Apache Kafka is a simple, horizontally-scalable durable message queue. The fundamental unit of scale in a Kafka cluster is a partition: a partition is a single log, which resides on a single disk on a single machine (it may be replicated). If you aren’t familiar with the concept of logs, partitioning or how Kafka scales horizontally, Jay Kreps has the canonical post on Kafka design here: The Log. The Kafka documentation is also generally very good.

One important property of Kafka is that the order of messages within a single partition is guaranteed, and the order of messages across multiple partitions is undefined. Different consumers, or the same consumer at different times, can interleave messages from different partitions in a way that isn’t deterministic. If you need to make sure a set of messages arrive in order, relative to each other, you need to make sure they’re all routed to the same partition.

Kafka’s documentation makes it seem really clear how to route messages to specific partitions: you set a key. From the docs:

The partition API uses the key and the number of available broker partitions to return a partition id. This id is used as an index into a sorted list of broker_ids and partitions to pick a broker partition for the producer request. The default partitioning strategy is hash(key)%numPartitions. If the key is null, then a random broker partition is picked. A custom partitioning strategy can also be plugged in using the partitioner.class config parameter.

It’s important to remember here: the producer is solely responsible for choosing where messages go. A broker will accept any messages it receives, it won’t enforce any partitioning scheme for you. You could (deliberately or otherwise) have different producers with different partitioning schemes, producing into the same partitions.

Kafka actually has two producer APIs - the new, all-Java one, and the old, Scala one. The Scala one is not recommended for new projects, but it’s still widely used in legacy codebases. The new producer (org.apache.kafka.clients.producer.KafkaProducer), uses org.apache.kafka.clients.producer.internal.Partitioner as the default partitioner. The partitioning method:

return Utils.abs(Utils.murmur2(record.key())) % numPartitions;

That seems totally reasonable. record.key() is a byte array, Utils.murmur2 is an implementation of MurmurHash.

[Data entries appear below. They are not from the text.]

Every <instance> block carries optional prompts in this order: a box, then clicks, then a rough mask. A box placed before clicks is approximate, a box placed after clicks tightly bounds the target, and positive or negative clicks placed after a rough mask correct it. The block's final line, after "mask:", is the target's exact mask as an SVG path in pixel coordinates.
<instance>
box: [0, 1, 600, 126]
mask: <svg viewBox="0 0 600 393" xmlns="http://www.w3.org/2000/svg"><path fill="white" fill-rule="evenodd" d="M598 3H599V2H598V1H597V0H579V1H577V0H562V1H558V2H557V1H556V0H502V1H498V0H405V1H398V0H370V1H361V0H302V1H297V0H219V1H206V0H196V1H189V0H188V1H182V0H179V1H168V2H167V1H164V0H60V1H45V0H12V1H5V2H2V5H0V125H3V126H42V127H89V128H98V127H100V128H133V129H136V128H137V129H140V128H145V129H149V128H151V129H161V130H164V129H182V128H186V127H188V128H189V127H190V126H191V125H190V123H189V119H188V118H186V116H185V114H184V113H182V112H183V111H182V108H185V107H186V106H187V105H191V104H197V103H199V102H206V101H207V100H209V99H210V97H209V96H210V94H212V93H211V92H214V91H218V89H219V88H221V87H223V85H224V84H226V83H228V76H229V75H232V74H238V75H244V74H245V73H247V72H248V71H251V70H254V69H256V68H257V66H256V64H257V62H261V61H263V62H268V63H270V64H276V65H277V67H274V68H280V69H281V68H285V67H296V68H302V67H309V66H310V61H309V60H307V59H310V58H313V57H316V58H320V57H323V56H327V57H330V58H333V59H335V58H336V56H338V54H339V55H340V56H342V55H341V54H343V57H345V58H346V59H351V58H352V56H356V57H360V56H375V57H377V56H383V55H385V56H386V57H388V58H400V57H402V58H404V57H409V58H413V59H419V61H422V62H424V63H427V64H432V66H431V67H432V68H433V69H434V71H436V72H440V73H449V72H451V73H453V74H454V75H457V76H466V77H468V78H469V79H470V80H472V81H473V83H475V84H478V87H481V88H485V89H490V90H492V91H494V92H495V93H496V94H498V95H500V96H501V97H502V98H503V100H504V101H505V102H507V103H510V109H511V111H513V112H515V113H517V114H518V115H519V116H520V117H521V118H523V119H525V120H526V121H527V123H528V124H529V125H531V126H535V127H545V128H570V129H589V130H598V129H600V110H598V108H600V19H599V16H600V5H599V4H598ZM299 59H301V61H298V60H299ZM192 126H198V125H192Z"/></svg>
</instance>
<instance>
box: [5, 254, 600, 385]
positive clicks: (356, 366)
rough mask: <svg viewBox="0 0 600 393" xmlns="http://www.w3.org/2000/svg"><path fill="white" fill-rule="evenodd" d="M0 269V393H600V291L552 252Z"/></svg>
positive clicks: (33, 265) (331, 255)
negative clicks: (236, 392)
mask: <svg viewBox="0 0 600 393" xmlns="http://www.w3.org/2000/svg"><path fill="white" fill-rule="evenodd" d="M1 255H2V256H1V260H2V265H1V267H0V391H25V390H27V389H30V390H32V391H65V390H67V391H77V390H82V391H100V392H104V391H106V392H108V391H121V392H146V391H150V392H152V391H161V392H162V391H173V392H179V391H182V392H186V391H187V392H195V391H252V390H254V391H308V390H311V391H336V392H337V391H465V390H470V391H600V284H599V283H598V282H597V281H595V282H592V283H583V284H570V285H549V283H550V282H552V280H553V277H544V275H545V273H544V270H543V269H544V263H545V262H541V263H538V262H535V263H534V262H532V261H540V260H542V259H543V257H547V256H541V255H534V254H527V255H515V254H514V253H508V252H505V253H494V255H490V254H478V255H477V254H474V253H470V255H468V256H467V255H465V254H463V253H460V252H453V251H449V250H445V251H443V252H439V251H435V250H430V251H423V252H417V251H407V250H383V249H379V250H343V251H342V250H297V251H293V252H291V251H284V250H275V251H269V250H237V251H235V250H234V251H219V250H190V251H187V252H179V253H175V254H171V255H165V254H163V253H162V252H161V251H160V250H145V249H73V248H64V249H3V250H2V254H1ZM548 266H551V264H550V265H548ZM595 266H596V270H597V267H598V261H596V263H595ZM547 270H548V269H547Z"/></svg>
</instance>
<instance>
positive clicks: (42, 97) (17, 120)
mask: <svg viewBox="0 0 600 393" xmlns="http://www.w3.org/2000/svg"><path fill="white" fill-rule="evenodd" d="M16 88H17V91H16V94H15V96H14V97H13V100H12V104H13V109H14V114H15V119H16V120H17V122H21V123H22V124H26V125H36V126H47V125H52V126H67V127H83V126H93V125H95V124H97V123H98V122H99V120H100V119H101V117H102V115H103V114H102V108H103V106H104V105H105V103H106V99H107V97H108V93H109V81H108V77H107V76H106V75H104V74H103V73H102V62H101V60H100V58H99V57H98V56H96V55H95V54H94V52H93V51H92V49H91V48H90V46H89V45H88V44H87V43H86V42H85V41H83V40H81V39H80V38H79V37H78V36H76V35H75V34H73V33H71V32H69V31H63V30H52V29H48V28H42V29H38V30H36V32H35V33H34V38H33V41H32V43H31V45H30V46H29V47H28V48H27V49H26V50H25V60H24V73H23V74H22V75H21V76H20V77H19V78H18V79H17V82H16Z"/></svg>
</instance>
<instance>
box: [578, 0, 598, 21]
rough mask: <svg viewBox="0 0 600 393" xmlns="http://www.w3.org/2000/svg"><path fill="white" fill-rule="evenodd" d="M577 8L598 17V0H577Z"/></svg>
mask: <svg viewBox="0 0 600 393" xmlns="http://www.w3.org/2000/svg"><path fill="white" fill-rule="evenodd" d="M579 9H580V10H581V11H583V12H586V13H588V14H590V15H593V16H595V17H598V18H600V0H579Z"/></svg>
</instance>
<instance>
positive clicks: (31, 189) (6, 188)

Everything checks out, two events with the same key are guaranteed to be sent to the same partition. This is the property we want.

What about the old API? kafka.producer.Producer uses kafka.producer.DefaultPartitioner as the default partitioner. How does the partitioning method work? A little bit of Scala:

Utils.abs(key.hashCode) % numPartitions

Whoops! hashCode is OK for some key types, but it doesn’t work at all if your key is a byte[] (or any other array) - the hash will be based on the address of the array, not the contents. In other words, given two byte[] keys with identical contents, they’ll hash differently and be routed to different partitions. The solution to this is really simple: use the kafka.producer.ByteArrayPartitioner instead. The partition method there looks like:

Utils.abs(java.util.Arrays.hashCode(key.asInstanceOf[Array[Byte]])) % numPartitions

Much better. Cast the key (which has the Java type Object) to a byte[], and use Arrays.hashCode to hash the contents.

In conclusion, if you’re using the old Scala API and your keys are byte arrays, events may not be partitioned the way you expect. You can configure the producer to use the ByteArrayPartitioner by setting the partitioner.class property in the producer configuration to kafka.producer.ByteArrayPartitioner. The new Java producer doesn’t have this unexpected behaviour, it works as expected with the default partitioner.